Because, and maybe I’m being grandiose, but I think those who are doing “real work” from their iPhone and iPad, are, in a small way, helping steer the direction of the personal computer.
Interesting thoughts from Shawn on this debate. I linked to just one quote from Mathis’ post (which is what Shawn is responding to), but there’s a lot in that post that I disagree with.
(This is cherry picking, I know.) Mathis’ example of taking notes while on a Skype call is comical. You can do that on the iPad, just switch away from Skype to a note app — you even get the benefit of not seeing the shitty, ad-laden, Skype interface too. Of course, other things I simply cannot do — or only can do within the confines of one app — on the iPad.

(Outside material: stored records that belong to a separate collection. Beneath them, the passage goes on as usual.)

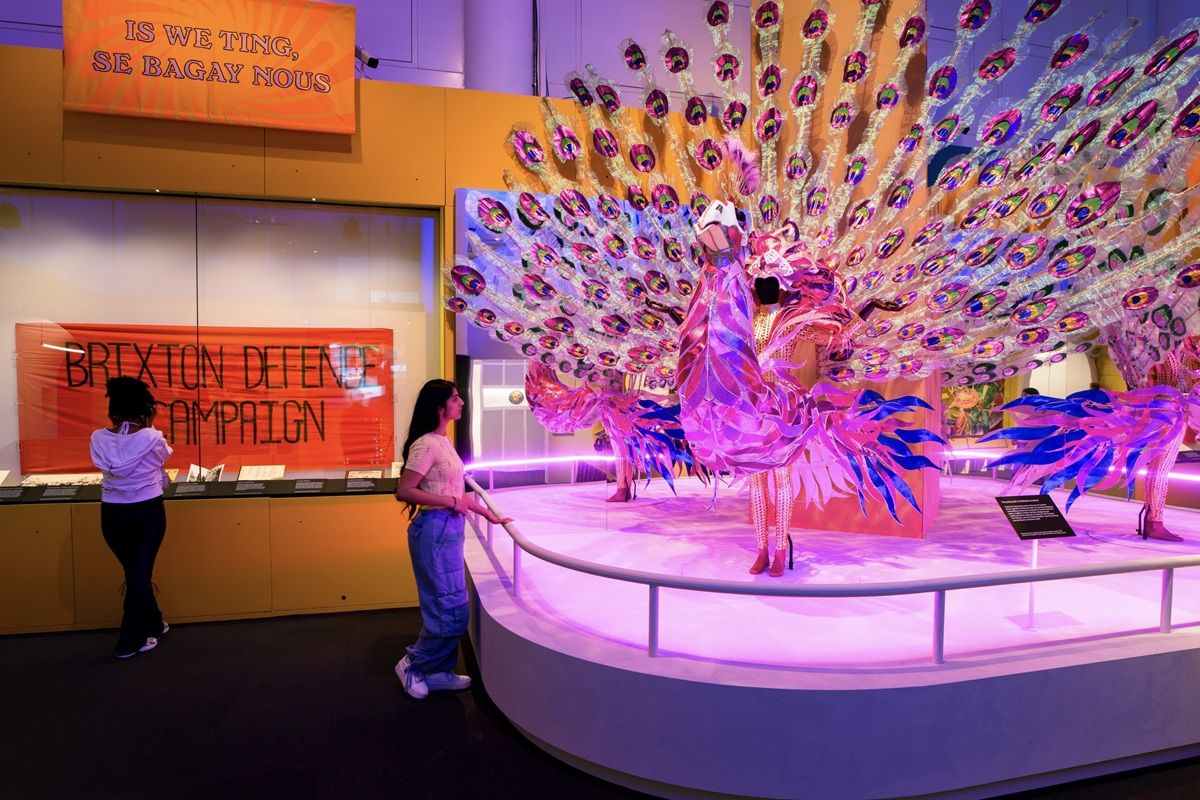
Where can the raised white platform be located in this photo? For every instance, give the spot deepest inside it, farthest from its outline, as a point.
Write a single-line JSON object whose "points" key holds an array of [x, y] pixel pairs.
{"points": [[835, 697]]}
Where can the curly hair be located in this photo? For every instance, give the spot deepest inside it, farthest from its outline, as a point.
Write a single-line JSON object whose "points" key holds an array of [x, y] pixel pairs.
{"points": [[129, 400]]}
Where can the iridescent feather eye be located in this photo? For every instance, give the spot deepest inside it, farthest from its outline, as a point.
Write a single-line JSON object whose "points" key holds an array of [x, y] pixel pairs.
{"points": [[862, 215], [642, 158], [983, 254], [983, 302], [1008, 204], [889, 244], [718, 13], [942, 83], [816, 202], [769, 80], [1105, 88], [1001, 127], [913, 31], [900, 194], [609, 97], [1032, 337], [607, 205], [567, 144], [1041, 11], [561, 325], [1045, 202], [954, 175], [911, 139], [937, 264], [1024, 252], [1072, 262], [856, 170], [946, 298], [816, 24], [841, 115], [468, 281], [657, 103], [1078, 140], [657, 282], [676, 59], [605, 143], [1139, 299], [942, 338], [797, 167], [1035, 311], [928, 234], [1061, 101], [735, 115], [904, 274], [997, 64], [1072, 322], [1092, 204], [988, 348], [1188, 277], [1069, 52], [768, 206], [976, 217], [767, 16], [581, 91], [855, 68], [1187, 121], [665, 199], [1163, 60], [804, 91], [1132, 125], [493, 215], [527, 148], [888, 96], [531, 211], [946, 130], [726, 67], [672, 250], [976, 14], [635, 58], [768, 125]]}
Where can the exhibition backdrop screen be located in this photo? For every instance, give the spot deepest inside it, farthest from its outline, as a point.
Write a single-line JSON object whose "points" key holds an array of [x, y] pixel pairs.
{"points": [[271, 334]]}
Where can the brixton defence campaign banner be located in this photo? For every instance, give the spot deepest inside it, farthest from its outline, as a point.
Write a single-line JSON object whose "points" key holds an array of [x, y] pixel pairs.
{"points": [[305, 397], [282, 64]]}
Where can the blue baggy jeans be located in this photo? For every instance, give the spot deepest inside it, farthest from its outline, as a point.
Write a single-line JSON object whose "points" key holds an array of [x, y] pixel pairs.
{"points": [[435, 542]]}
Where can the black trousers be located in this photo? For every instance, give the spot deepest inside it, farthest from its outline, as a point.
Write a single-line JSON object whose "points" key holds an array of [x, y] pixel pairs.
{"points": [[133, 531]]}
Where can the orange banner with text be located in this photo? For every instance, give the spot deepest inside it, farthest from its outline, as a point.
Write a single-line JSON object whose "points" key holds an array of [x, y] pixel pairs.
{"points": [[303, 397], [281, 64]]}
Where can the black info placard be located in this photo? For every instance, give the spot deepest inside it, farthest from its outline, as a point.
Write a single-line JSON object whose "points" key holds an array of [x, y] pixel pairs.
{"points": [[1035, 516]]}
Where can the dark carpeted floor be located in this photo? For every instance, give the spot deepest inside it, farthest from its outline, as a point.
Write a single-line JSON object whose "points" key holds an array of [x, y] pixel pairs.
{"points": [[304, 707]]}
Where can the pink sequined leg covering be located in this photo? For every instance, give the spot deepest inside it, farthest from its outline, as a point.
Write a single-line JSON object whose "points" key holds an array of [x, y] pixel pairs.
{"points": [[783, 506], [759, 509], [1157, 477]]}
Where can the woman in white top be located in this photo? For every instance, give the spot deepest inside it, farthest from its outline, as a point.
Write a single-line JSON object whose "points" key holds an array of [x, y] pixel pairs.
{"points": [[432, 483], [131, 455]]}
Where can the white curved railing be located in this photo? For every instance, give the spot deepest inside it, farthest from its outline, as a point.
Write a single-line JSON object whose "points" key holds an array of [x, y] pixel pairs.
{"points": [[936, 587]]}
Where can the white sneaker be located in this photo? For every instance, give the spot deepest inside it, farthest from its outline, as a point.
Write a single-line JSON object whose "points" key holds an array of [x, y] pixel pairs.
{"points": [[147, 647], [413, 681], [447, 681]]}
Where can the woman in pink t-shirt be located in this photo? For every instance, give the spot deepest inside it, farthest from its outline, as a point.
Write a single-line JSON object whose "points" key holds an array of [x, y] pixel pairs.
{"points": [[432, 482], [132, 517]]}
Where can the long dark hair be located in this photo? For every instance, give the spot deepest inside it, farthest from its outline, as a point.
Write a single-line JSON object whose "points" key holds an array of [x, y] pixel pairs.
{"points": [[433, 396], [129, 400]]}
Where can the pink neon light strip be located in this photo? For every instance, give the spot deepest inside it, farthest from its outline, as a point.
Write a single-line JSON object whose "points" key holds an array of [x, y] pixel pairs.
{"points": [[537, 462]]}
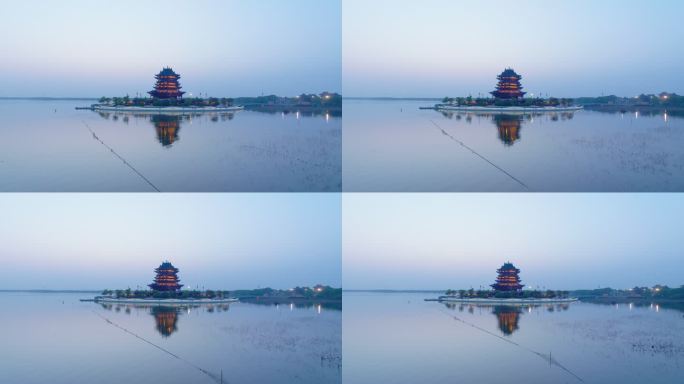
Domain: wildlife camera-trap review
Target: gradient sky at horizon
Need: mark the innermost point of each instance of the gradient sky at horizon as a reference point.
(559, 241)
(77, 48)
(435, 48)
(219, 241)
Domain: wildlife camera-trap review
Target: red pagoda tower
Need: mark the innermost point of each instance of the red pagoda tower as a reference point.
(509, 87)
(508, 279)
(166, 279)
(167, 85)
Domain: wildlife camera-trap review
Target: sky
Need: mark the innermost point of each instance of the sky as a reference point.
(559, 241)
(435, 48)
(218, 241)
(225, 48)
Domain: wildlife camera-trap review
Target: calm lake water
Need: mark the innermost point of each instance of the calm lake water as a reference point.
(393, 146)
(54, 338)
(399, 338)
(49, 146)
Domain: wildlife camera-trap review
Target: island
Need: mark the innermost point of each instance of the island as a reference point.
(167, 97)
(507, 97)
(507, 289)
(166, 289)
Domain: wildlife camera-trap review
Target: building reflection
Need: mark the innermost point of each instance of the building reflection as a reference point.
(508, 125)
(508, 316)
(167, 126)
(166, 317)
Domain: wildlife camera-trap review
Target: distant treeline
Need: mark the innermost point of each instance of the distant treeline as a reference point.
(671, 103)
(658, 292)
(185, 102)
(322, 292)
(322, 100)
(490, 101)
(489, 294)
(150, 294)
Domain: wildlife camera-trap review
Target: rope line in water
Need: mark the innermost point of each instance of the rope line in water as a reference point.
(120, 157)
(464, 145)
(548, 358)
(214, 377)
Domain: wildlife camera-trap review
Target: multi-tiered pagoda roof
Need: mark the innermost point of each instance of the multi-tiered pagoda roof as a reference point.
(508, 279)
(508, 86)
(166, 279)
(167, 85)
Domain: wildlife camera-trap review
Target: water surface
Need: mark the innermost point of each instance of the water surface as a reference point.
(399, 338)
(54, 338)
(393, 146)
(49, 146)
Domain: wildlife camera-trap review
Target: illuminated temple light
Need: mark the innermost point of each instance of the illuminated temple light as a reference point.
(166, 279)
(167, 85)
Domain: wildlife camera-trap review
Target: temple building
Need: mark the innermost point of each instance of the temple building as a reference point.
(509, 87)
(508, 279)
(167, 85)
(166, 279)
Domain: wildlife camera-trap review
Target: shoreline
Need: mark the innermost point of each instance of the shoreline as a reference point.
(164, 301)
(444, 107)
(503, 301)
(163, 110)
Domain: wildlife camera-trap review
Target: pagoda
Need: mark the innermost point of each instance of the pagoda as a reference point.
(508, 87)
(167, 85)
(508, 279)
(166, 279)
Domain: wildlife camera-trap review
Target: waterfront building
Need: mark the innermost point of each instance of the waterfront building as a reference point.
(166, 279)
(508, 279)
(508, 87)
(167, 85)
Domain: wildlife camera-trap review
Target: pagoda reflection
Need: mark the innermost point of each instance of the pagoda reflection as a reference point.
(508, 317)
(167, 127)
(508, 125)
(166, 319)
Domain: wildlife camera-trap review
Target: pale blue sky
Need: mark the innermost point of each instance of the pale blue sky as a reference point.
(559, 241)
(221, 241)
(434, 48)
(224, 48)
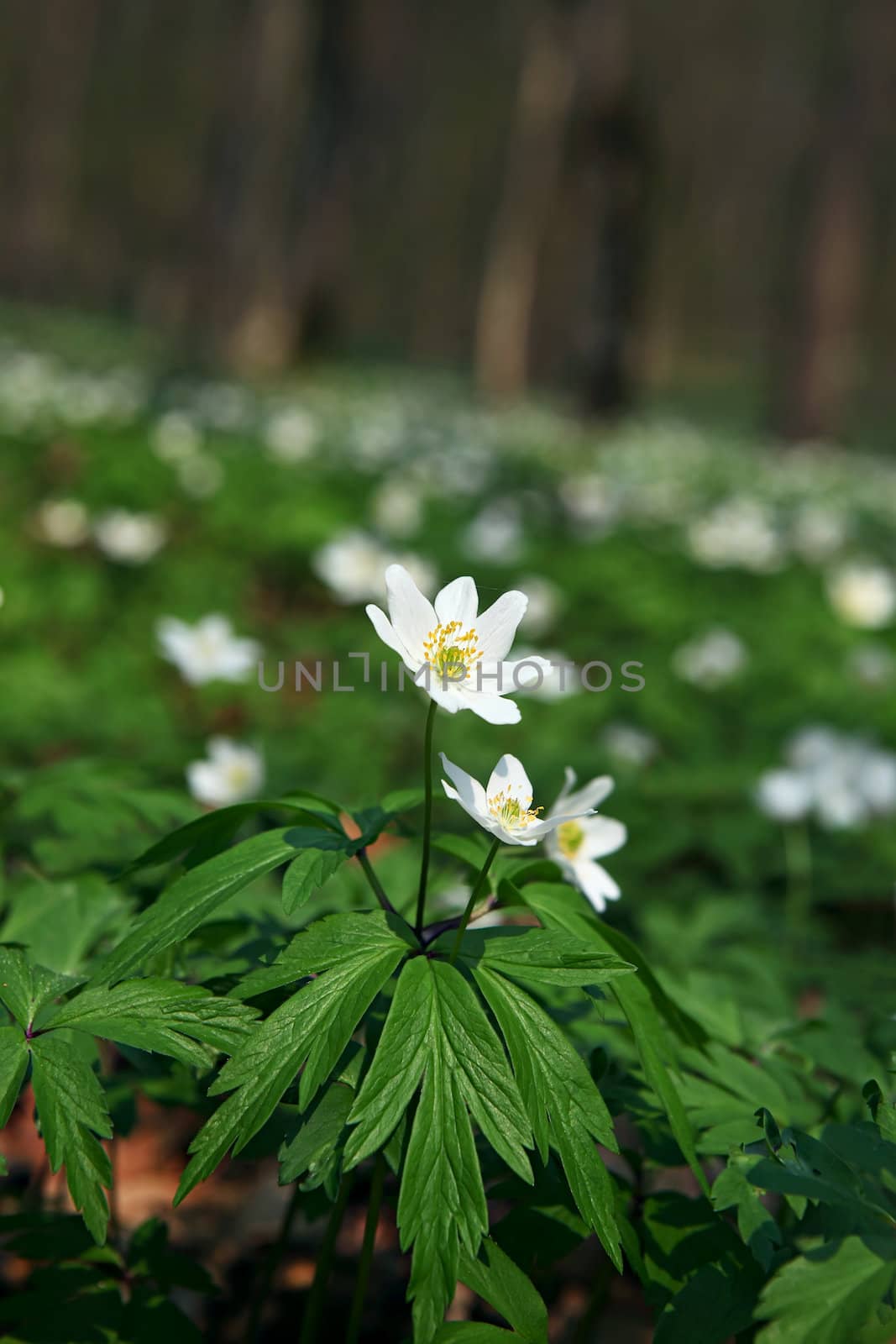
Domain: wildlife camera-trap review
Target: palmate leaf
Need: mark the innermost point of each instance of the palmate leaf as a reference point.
(542, 956)
(71, 1109)
(557, 907)
(194, 898)
(352, 956)
(437, 1030)
(832, 1296)
(26, 990)
(564, 1106)
(184, 1021)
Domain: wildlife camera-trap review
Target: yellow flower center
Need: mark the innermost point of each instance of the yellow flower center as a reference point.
(511, 812)
(450, 651)
(570, 837)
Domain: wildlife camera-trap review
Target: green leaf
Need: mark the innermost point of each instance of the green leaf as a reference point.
(184, 1021)
(26, 988)
(503, 1285)
(542, 956)
(566, 1109)
(313, 1147)
(311, 1028)
(308, 874)
(325, 944)
(13, 1062)
(217, 828)
(71, 1109)
(826, 1296)
(637, 1003)
(437, 1028)
(192, 900)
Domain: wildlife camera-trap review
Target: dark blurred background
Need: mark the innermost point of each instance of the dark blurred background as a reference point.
(614, 198)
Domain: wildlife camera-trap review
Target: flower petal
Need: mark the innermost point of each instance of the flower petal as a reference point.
(496, 628)
(511, 777)
(412, 615)
(458, 601)
(466, 790)
(389, 636)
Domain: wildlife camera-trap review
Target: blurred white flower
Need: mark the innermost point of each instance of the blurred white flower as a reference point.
(396, 508)
(819, 533)
(872, 665)
(842, 780)
(629, 745)
(711, 660)
(129, 538)
(862, 595)
(201, 476)
(352, 566)
(738, 534)
(291, 434)
(62, 523)
(207, 651)
(504, 808)
(231, 773)
(544, 604)
(577, 844)
(457, 656)
(783, 795)
(175, 437)
(496, 534)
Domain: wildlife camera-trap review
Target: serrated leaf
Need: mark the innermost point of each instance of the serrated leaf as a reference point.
(184, 1021)
(312, 1028)
(327, 944)
(634, 998)
(566, 1109)
(493, 1276)
(542, 956)
(13, 1062)
(71, 1108)
(26, 988)
(826, 1296)
(307, 874)
(217, 828)
(192, 900)
(437, 1028)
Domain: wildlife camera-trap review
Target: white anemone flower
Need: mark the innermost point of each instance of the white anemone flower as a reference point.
(231, 774)
(456, 655)
(207, 651)
(578, 842)
(862, 595)
(504, 806)
(129, 538)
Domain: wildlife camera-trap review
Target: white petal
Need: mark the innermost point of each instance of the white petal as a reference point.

My stance on this has remained pretty steady: it doesn’t so much matter which tablet OS you use, as much as it matters what apps are on each of those tablets.
And that’s why I’ll always put my money on iOS. Yes, Windows 8 on Surface Pro 2 can run legacy Windows apps, albeit in a shitty non-touch-UI way. But guess what? So can my iPad, I do it weekly. I just boot up iTap RDP, log into my Windows machine and work in a really annoying fashion — which is pretty close sounding to how it is on the Surface. ((And if you don’t have a Windows machine, Amazon has you covered with their virtual machine program.))
I’m not saying that my solution is better, just that there is a solution on the iPad. Ultimately, somethings could be much better on iOS, but I’d argue that iOS has less to improve on than Windows 8, or Android has to improve on.
If I were forgoing a laptop, that’s when I might consider something like the Surface, but if I just want something that can stand in for my laptop here and there — iPad all the way.